Don’t get me wrong – if you want to learn about wine, both will round out your knowledge base. The beauty of a book like Neal Rosenthal’s Reflections of a Wine Merchant (Farrar, Straus & Giroux) is that it provides information, but wraps it in an engaging story of the author’s love of French and Italian wine.
Rosenthal, a long-time importer based in New York, first came to my attention via the 2004 wine documentary Mondovino; he was one of many that mused about the potential for the globalization of wine to have devastating effects on the mom-and-pop winemaker, especially in Old World (read: European) countries.
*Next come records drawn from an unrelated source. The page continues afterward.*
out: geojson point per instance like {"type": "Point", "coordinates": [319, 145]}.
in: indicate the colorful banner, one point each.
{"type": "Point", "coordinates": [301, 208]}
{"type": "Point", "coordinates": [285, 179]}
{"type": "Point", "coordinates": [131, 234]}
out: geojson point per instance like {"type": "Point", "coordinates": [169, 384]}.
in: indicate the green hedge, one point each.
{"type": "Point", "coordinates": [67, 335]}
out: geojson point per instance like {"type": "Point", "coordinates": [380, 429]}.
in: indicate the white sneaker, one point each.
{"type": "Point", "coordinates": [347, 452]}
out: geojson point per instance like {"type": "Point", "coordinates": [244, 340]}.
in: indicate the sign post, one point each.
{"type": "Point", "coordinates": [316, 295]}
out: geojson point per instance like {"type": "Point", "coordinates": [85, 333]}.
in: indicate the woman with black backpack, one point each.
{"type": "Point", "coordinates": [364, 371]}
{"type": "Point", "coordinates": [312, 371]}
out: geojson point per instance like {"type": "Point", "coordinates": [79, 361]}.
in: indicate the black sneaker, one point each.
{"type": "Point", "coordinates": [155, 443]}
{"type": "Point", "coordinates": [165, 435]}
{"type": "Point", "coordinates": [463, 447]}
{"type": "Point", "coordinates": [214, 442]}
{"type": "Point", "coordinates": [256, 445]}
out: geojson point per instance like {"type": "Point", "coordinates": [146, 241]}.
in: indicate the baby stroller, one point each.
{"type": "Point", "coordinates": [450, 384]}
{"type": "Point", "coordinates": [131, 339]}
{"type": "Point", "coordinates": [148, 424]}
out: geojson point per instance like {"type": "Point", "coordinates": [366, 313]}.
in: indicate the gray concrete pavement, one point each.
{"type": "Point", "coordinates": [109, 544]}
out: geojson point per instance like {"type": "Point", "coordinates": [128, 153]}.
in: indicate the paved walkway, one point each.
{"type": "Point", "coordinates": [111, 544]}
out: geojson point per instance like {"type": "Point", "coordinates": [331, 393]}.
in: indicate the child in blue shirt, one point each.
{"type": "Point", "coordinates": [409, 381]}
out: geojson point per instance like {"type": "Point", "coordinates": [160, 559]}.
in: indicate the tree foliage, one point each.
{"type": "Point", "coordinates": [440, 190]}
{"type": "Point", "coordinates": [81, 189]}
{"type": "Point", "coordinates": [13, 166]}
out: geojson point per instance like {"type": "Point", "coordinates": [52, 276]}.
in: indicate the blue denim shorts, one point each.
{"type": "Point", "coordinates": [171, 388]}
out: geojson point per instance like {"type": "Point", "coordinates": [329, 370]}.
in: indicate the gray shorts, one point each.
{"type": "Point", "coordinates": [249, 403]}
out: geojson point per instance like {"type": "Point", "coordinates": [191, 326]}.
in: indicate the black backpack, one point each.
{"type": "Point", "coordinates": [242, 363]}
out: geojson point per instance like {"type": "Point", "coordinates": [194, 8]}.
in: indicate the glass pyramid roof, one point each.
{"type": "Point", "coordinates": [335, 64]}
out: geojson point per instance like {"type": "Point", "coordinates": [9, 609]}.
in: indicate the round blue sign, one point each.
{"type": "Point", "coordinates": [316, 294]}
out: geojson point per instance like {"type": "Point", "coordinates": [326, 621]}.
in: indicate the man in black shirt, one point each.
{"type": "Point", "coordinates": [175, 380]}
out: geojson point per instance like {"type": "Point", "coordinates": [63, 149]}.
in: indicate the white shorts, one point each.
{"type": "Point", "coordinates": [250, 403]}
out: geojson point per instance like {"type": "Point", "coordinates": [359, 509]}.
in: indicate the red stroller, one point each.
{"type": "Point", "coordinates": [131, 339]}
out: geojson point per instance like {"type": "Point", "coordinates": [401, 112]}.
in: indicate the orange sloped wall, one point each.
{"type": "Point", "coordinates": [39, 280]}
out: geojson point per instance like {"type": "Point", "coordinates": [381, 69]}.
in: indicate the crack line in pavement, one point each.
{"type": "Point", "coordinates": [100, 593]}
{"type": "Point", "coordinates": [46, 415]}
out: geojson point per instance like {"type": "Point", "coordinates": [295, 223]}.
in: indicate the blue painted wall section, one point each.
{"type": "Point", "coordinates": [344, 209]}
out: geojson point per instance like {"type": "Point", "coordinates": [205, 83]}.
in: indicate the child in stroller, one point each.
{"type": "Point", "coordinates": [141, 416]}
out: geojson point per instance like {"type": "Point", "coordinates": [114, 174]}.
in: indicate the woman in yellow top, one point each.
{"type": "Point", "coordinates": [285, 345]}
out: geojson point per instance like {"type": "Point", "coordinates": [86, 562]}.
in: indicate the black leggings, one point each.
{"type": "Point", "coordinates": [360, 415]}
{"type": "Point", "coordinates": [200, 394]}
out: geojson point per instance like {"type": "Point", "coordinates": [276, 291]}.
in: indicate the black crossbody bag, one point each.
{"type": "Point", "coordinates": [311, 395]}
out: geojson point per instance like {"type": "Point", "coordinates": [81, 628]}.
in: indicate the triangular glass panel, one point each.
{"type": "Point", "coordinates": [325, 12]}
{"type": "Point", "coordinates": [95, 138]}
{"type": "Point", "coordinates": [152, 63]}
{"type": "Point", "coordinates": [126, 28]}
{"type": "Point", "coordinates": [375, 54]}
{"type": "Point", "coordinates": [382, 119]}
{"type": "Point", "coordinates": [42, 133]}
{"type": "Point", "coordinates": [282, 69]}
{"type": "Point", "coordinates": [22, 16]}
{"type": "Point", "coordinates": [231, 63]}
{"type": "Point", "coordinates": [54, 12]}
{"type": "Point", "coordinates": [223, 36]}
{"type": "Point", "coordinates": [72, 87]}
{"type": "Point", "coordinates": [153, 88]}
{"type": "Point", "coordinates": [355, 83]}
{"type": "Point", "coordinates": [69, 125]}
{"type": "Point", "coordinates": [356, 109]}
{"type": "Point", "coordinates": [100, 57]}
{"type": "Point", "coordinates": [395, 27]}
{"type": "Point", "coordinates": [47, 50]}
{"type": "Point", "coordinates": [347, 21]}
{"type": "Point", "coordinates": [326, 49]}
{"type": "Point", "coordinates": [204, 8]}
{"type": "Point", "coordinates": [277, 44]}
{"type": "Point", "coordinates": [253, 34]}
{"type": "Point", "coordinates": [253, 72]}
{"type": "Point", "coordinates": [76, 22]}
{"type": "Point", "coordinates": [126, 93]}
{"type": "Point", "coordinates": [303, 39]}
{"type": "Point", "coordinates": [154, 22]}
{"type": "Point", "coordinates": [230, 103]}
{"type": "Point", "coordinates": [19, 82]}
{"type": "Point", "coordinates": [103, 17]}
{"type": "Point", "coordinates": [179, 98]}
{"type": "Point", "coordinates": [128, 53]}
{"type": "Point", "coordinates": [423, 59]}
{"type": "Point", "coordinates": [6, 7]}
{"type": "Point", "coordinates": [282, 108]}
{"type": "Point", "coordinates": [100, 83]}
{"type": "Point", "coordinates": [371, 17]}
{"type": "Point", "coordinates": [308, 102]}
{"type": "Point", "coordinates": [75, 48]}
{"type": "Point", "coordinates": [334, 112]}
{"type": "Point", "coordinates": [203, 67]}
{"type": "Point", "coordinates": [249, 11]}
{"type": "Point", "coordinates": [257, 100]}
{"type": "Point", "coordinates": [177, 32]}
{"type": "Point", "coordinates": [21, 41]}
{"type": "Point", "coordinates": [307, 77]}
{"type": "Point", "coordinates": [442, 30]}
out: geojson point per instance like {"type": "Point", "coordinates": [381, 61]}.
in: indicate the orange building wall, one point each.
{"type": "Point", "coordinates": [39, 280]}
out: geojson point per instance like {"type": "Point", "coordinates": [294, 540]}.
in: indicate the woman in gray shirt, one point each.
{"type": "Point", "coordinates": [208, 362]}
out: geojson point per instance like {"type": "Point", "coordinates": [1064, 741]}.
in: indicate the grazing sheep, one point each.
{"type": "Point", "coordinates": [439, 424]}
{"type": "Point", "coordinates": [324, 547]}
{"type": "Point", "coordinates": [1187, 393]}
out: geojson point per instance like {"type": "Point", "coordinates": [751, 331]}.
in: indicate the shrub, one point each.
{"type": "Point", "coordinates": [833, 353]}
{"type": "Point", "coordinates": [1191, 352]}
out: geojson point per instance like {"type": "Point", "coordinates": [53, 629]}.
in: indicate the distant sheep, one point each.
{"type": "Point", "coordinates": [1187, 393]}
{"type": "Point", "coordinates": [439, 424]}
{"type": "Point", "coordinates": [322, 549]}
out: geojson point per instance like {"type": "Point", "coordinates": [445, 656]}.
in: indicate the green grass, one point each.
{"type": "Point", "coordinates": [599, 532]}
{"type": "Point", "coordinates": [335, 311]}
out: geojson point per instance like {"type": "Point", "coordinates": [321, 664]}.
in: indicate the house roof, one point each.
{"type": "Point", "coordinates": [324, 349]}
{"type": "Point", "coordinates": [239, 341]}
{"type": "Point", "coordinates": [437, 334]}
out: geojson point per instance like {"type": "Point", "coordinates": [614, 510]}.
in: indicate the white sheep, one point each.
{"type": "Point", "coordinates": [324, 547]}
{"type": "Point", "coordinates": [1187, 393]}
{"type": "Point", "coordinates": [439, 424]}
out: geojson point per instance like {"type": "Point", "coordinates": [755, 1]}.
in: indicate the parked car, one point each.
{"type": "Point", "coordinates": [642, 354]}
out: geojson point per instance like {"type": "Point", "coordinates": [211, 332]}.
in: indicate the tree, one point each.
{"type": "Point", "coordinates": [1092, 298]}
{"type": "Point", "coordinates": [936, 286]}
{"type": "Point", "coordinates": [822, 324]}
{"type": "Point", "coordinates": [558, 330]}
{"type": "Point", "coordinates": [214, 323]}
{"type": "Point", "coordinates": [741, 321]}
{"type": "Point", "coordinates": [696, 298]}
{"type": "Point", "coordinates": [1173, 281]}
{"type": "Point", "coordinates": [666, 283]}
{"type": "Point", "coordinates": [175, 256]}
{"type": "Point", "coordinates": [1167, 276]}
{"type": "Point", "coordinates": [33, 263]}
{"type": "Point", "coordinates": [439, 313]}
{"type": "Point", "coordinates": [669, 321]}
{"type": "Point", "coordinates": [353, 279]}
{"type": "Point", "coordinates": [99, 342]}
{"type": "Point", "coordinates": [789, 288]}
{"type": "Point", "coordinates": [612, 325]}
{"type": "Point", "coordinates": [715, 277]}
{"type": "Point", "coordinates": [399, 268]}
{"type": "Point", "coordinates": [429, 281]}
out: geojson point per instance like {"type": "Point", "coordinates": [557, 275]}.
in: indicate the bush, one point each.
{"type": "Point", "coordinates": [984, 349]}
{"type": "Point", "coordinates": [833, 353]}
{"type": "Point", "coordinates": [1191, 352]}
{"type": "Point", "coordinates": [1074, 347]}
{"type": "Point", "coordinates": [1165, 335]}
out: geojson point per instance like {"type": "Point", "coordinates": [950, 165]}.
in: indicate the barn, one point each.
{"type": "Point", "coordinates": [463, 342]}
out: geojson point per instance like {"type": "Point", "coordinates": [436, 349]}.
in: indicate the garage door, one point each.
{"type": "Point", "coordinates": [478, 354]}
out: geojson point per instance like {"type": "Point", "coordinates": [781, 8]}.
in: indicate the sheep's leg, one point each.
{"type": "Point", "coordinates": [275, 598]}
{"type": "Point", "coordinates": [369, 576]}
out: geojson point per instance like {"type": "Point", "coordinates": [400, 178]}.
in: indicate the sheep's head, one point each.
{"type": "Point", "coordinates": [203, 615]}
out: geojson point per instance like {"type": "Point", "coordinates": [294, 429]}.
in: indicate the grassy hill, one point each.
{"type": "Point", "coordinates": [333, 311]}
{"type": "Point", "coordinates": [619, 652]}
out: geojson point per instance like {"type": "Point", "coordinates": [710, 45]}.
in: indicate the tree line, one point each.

While that film was uneven at best, Rosenthal’s prose in written form is consistently engaging; his heartfelt admiration of the French and Italian producers with which he has worked over the last three decades doesn’t talk up or down to the reader. Like his bias for French and Italian wine, his writing style is straightforward, and when he does occasionally wax poetic about a winemaker or a wine, it comes across as sincere.
I shouldn’t care about this American importer. After all, his wines don’t typically get to our shelves, and if they did, they would be pricey. Rosenthal’s palate is quite conservative (and acknowledged by the author), his preference for small-lot French and Italian wines made by family-run organizations. He hints his client base is small and knowledgeable - to call them affluent certainly wouldn’t be a stretch. After all, who else can afford to indulge on rare, expensive wine?
So... why do I care? More importantly, why should you care? Well, Rosenthal’s honesty and passion for wine come shining through; it’s also written well enough that you don’t have to enjoy the same wines as Rosenthal (or even enjoy wine at all) to appreciate his enthusiasm and passion for his wine and the dear friends has has made over the last three decades.